Thinking it over, I suggest that the cheapest and easiest repair might just be to buy a new stock.
.


----------



## Goldwing (Nov 5, 2014)

What was the value of the gun before it was grazed by a rabid beaver?

GW


----------



## AZdave (Oct 23, 2015)

A new stock is roughly 1/2 the worth of the weapon. Since I'm retired a few dollars of epoxy and paint will be my first try.

I may even go native american (I was born in US, not a member of any tribe. Similar to EW.) on it with brass nails second. New stock last.


----------



## denner12 (Oct 14, 2017)

Is the rifle a Marlin Model 60?


----------



## AZdave (Oct 23, 2015)

Yes a Marlin model 60.


----------



## Goldwing (Nov 5, 2014)

Ebay has the model 60 stock for $50-$60 plus shipping. Unless you have lots of free time it makes sense to just buy a used stock.
I googled the model 60 and from what I can tell, it is a fine little rifle worthy of a $60 repair.

GW


----------



## pic (Nov 14, 2009)

Have you you detached the stock yet to see if there's further damage?
looks like it took a very hard hit.


----------



## AZdave (Oct 23, 2015)

Soon. Soon to me may be next month.

Maybe I just keep shooting it as is.


----------



## pic (Nov 14, 2009)

AZdave said:


> Soon. Soon to me may be next month.
> Maybe I just keep shooting it as is.


Just for safety purposes
I would inspect the barrel attachment point. 
See if it's detachable, take it apart and look down the barrel for straight lines.
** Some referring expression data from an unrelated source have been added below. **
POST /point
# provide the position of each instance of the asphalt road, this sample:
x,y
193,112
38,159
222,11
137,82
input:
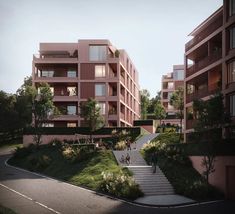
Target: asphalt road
x,y
25,192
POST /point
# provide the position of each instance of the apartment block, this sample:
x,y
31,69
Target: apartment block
x,y
170,83
210,68
210,61
88,68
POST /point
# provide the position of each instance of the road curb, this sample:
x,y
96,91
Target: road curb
x,y
181,205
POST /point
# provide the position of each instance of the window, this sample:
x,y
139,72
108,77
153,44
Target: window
x,y
71,124
71,110
71,91
232,105
100,90
231,7
178,75
47,73
170,85
231,72
71,74
100,71
97,53
232,37
102,108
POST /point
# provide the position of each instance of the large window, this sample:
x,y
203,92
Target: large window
x,y
47,73
71,110
231,7
231,72
100,71
102,108
232,105
99,89
71,91
178,75
232,37
97,53
71,74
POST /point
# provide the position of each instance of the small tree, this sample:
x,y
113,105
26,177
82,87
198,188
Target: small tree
x,y
159,111
210,116
42,107
144,97
177,101
90,111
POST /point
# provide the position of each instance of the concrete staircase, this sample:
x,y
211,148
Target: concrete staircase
x,y
150,183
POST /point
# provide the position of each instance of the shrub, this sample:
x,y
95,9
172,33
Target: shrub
x,y
120,185
121,145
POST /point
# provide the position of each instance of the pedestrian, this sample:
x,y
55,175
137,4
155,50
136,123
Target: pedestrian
x,y
122,160
154,162
128,159
128,144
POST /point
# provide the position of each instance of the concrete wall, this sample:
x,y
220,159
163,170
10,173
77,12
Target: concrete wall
x,y
220,177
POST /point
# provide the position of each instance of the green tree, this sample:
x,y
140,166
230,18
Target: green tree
x,y
210,116
42,107
177,101
90,111
152,102
144,100
159,111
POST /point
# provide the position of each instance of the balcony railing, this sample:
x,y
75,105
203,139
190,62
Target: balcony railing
x,y
209,30
203,63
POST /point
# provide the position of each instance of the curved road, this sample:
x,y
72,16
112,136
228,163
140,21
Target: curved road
x,y
25,192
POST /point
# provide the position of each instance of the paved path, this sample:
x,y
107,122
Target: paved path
x,y
29,193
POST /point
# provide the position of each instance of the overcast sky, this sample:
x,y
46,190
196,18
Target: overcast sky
x,y
153,32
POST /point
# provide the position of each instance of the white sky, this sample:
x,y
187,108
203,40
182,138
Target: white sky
x,y
153,32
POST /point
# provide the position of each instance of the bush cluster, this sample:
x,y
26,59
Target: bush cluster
x,y
120,185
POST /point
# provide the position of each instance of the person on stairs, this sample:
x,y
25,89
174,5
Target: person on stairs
x,y
154,161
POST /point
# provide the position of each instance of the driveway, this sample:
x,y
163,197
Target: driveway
x,y
26,192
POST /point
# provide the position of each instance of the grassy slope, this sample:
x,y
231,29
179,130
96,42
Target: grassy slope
x,y
85,173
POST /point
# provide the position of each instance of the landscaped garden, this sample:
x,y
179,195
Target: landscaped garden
x,y
178,168
80,165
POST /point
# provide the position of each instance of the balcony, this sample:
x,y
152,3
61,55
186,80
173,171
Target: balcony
x,y
203,63
37,58
205,33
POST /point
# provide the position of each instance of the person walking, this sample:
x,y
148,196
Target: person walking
x,y
154,162
128,159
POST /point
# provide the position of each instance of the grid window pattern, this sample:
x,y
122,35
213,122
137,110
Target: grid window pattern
x,y
97,53
100,71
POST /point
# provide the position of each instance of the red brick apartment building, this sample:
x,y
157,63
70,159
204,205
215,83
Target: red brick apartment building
x,y
210,66
170,83
88,68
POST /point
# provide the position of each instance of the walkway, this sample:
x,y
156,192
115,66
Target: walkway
x,y
155,186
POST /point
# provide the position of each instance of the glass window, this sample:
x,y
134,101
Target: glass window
x,y
71,74
232,105
232,37
170,85
47,73
102,108
100,71
231,7
100,90
231,72
71,110
71,124
71,91
97,53
178,75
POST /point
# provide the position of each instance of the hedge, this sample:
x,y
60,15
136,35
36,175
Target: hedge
x,y
79,130
203,148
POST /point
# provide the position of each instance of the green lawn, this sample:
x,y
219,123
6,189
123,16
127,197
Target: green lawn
x,y
87,172
4,210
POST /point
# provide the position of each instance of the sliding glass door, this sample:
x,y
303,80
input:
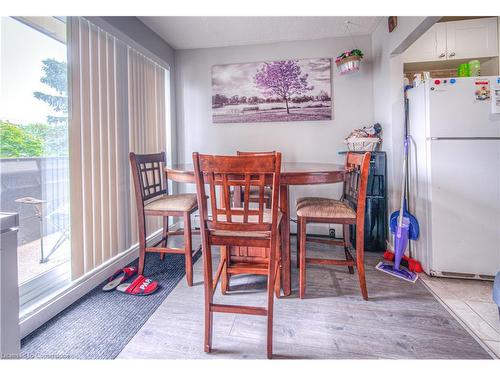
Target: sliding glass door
x,y
34,150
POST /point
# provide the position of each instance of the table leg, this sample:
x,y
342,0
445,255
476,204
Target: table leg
x,y
285,241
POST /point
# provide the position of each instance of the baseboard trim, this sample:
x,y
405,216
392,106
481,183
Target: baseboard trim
x,y
63,298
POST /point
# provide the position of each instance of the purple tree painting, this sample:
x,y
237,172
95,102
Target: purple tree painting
x,y
282,79
275,91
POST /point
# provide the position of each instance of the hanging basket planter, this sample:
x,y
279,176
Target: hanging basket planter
x,y
349,61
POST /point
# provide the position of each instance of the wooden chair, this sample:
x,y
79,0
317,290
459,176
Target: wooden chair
x,y
238,226
254,191
347,211
152,198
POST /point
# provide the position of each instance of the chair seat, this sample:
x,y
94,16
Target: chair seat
x,y
267,218
324,208
254,192
175,202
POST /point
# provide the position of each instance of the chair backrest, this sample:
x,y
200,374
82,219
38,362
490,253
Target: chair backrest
x,y
356,172
225,172
255,152
148,175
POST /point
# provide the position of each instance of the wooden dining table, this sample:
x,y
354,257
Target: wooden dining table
x,y
292,174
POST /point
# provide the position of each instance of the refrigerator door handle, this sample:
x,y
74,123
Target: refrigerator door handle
x,y
463,138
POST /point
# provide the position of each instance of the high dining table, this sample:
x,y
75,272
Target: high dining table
x,y
292,173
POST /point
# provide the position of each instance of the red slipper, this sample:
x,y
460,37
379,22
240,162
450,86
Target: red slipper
x,y
139,287
119,277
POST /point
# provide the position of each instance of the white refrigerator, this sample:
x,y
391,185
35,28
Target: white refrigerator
x,y
454,175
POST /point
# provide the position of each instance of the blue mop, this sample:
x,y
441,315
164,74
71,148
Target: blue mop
x,y
405,227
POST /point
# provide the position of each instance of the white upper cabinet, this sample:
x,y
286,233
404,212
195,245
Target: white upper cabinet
x,y
472,38
431,46
466,39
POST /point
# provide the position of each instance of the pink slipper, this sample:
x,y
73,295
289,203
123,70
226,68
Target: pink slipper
x,y
119,277
139,287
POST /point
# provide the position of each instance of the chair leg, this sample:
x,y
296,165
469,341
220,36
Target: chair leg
x,y
142,255
277,281
302,269
224,278
270,301
188,249
347,240
298,243
208,286
142,246
165,235
360,264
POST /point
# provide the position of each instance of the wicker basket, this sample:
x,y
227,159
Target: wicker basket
x,y
362,144
349,64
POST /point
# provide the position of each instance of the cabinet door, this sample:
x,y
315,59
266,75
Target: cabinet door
x,y
472,38
431,46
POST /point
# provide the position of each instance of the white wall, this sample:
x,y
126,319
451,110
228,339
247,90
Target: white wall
x,y
298,141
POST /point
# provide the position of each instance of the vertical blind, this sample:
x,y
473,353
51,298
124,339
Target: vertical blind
x,y
146,93
117,105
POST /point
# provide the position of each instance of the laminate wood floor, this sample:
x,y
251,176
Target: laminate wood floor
x,y
400,320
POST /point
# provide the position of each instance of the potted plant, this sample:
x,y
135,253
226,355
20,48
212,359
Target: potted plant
x,y
349,61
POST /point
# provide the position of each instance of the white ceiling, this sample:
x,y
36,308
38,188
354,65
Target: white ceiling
x,y
207,32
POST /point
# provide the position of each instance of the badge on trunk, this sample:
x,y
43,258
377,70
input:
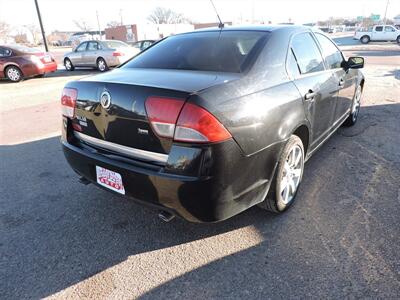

Do you know how the damage occurred?


----------



## AZdave (Oct 23, 2015)

It was shot with a 12g through a van seat. Shotgun was being removed from rear of van.

I'll do a thorough inspection prior to shooting with the model 60. 

This weapon is part of my buy a weapon plan when Congress thinks about changing gun laws. If I'm lucky the model 60 will be shooting before any feel good law gets passed.


----------